Più che una rivoluzione, si tratta di una conferma. Molti professionisti già affiancavano l’attività forense a quella di maestro di sci, ma la compatibilità era frutto di un’interpretazione consolidata. La riforma la inserisce ora espressamente nella legge, offrendo una tutela normativa a chi esercita entrambe le professioni.
Il testo, approvato in via definitiva dal Senato, conferma una situazione già consolidata nella pratica. Secondo il Collegio Nazionale dei Maestri di Sci Italiani, la norma interessa circa 500 professionisti che esercitano entrambe le attività, riconoscendo ufficialmente una doppia professionalità ritenuta compatibile con i principi di autonomia e indipendenza richiesti agli avvocati.

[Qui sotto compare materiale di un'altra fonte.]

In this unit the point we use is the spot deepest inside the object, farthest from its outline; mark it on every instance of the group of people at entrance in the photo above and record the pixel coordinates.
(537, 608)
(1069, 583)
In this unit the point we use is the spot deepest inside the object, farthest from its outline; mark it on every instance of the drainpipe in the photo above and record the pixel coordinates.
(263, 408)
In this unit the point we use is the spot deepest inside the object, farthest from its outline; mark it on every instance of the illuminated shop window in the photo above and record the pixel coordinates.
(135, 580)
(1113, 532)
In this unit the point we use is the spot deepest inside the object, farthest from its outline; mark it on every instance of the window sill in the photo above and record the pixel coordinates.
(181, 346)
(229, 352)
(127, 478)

Il presidente del Collegio, Luigi Borgo, ha espresso soddisfazione per l’approvazione della legge, ringraziando l’eurodeputata Lara Magoni e il deputato Andrea Tremaglia per il sostegno fornito durante l’iter parlamentare dell’emendamento, approvato dalla Commissione Giustizia della Camera e successivamente confermato dal Senato.
«Si tratta di un risultato di grande rilievo, che consente di riconoscere e valorizzare una realtà professionale peculiare, nella quale competenze giuridiche e capacità tecniche convivono nel rispetto dei principi di trasparenza, correttezza e libertà di esercizio delle professioni», ha dichiarato Borgo.
Il Collegio ha inoltre rivolto un ulteriore ringraziamento a Lara Magoni per il lavoro svolto a Bruxelles sulla vicenda delle Prove Formative Comuni (PFC) dei maestri di sci, un intervento che, secondo il Collegio, ha consentito il regolare svolgimento delle prove nella stagione 2025-2026 e il completamento del percorso formativo degli allievi maestri.
«Da quando ho iniziato il mio percorso politico non è mai mancata la mia attenzione verso il mondo della montagna, le sue professioni e tutto ciò che rappresenta per l’economia dei nostri territori», commenta Lara Magoni. «Per me è stato un onore poter essere utile anche a livello europeo. Spesso si pensa che l’Europa sia distante, invece proprio in questo caso il problema nasceva in ambito europeo e sono davvero soddisfatta di aver contribuito a risolverlo».